As we approach the 10-year anniversary of the BP Deepwater Horizon oil disaster, Ocean Conservancy is reflecting on the work we’ve done to restore the Gulf of Mexico and inviting Gulf Coast community leaders to reflect with us.
As two women of color with special connections to the Gulf and as emerging leaders in conservation, we want to figure out where we fit in conserving and sustaining the Gulf Coast.
“I grew up in San Antonio, Texas in a Blaxican (Black and Mexican) family who used the Gulf as a place of recreation and sustenance. My abuelita, Grandma Bea, sustained a tradition of spending Fourth of July on the beach in Corpus Christi. My grandpa, Carlos, would make dinner of the fresh catch he’d bring home after a weekend of fishing on the coast.” – Ki’Amber
“When it comes to the Gulf Coast, I think immediately of Vietnamese-Cajun crawfish, the Kemp’s Ridley sea turtle and the salt marshes of Galveston close to where I grew up in Houston, Texas. I am proud to be from one of the most culturally diverse regions in the United States, where many immigrant communities have made their home. My friends and family have had to rebuild their homes, even lives, after hurricanes like Katrina, Rita, Ike and Harvey.” – Cindy
Storytelling is an important part of our work, especially how we tell the story, who tells the story, and who is represented in the story. Through the Roger Arliner Young Fellowship, we became interested in uplifting the voices of communities of color who are largely underrepresented in most narratives from mainstream environmental organizations.

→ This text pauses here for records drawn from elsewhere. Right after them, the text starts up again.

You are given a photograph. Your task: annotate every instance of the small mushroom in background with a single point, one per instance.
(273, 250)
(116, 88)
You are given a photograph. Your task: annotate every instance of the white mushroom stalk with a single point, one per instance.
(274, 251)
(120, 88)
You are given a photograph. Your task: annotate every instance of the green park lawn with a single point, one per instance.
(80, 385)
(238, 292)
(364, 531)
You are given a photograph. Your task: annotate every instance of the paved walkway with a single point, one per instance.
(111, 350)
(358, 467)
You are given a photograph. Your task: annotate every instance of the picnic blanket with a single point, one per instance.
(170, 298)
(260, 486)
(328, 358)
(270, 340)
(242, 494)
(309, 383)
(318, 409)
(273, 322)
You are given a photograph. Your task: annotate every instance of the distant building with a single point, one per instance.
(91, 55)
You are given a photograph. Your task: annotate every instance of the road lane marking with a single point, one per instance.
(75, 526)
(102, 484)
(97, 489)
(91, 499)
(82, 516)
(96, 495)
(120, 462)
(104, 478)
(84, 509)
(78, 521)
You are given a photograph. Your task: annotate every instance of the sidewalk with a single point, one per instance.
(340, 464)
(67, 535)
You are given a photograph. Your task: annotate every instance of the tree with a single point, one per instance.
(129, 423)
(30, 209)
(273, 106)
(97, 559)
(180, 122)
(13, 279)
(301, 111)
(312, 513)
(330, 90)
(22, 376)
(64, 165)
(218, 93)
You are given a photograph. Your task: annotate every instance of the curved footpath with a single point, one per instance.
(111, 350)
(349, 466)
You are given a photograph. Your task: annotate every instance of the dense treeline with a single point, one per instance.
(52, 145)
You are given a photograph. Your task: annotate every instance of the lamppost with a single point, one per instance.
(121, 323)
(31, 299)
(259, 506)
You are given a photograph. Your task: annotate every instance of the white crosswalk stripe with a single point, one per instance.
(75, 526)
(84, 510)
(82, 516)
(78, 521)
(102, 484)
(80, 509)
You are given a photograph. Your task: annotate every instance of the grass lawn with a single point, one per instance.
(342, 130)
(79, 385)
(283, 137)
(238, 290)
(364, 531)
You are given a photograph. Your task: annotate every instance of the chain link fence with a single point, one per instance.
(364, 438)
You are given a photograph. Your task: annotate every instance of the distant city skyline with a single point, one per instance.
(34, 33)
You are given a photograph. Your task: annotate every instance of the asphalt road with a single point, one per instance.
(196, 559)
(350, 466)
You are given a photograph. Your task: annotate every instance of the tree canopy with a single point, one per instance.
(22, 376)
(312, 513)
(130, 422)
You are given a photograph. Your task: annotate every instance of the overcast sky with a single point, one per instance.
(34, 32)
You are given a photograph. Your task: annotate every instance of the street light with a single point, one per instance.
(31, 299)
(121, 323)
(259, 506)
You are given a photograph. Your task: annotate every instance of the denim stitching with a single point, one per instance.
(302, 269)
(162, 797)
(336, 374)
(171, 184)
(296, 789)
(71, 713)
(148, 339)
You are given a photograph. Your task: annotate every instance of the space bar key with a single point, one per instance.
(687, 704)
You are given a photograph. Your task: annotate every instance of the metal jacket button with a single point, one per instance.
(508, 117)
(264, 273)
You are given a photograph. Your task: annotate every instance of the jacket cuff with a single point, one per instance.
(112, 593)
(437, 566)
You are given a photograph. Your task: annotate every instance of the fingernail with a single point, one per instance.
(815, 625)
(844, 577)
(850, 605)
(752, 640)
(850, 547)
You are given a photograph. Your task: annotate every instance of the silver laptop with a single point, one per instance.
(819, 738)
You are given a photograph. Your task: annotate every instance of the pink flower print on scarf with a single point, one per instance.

We’re excited to share our conversations with three black women who are leading change in the Gulf of Mexico: Colette Pichon Battle, Keala J. Hughes, and Frances Roberts-Gregory. They spoke to us about the value of the Gulf of Mexico, compounded disasters, the oil and gas industry, frontline communities, sacrifice zones, restoration and climate justice.
We asked them what they value most about this place we call home:
“So I’m an African American woman with a very complicated ethnic background that is what’s called Creole, and one thing to know about Creole people is that they have ties to Africa and they have ties to Europe and they have ties to the Caribbean. And the Gulf of Mexico for me, as just a physical thing, is the water that ties me to America and the Caribbean…And all of the culture and traditions that exist in both places…exist in those places because we share the Gulf…So this place, the Gulf, connects us to a unique American reality and a Caribbean reality. And both of those realities stem from an African heritage. So the water is what connects me to my identity. ”Founder, President and Executive Director of the Gulf Coast Center for Law & Policy
“[It’s] the diversity, it’s the people, it’s the ecosystem, it’s the variety of things that people can come to do in the Gulf, it’s the water, it’s the beaches, it’s everything that I think makes the Gulf Coast unique, as well as what we contribute to the entire United States. I think it’s just a very valuable portion of the country that people did not realize was that valuable until we had such a horrible incident to happen.”Director of External Affairs & Tribal Relations at the RESTORE Council
“I value the people, the communities, the unique ways of living. This is somewhat a controversial term, but I guess the resilience. The capacity to adapt to so many different types of oppressions and layers of disaster, over and over again, but yet still make time to cook jambalaya and gumbo and make beautiful music, like Zydeco and Bounce. I would say it’s one of the most unique regions of the country. Very fertile in many different ways, and a birthplace for different musical styles, and cultures, and foods and disasters and different types of policies; experimental policies. I appreciate the Gulf for its uniqueness.”PhD Candidate in the Environmental Science, Policy, & Management department at UC Berkeley
The Gulf of Mexico is a treasure. This is our home. As a place fraught with the effects of climate disaster and environmental injustice, the Gulf in particular needs climate justice. We hope it will continue to be a place where folks can fish and eat from, where our diverse cultures can be sustained, where we can transition to a regenerative economy that takes a healthy, balanced approach to using our natural resources so that human and wildlife communities alike can thrive.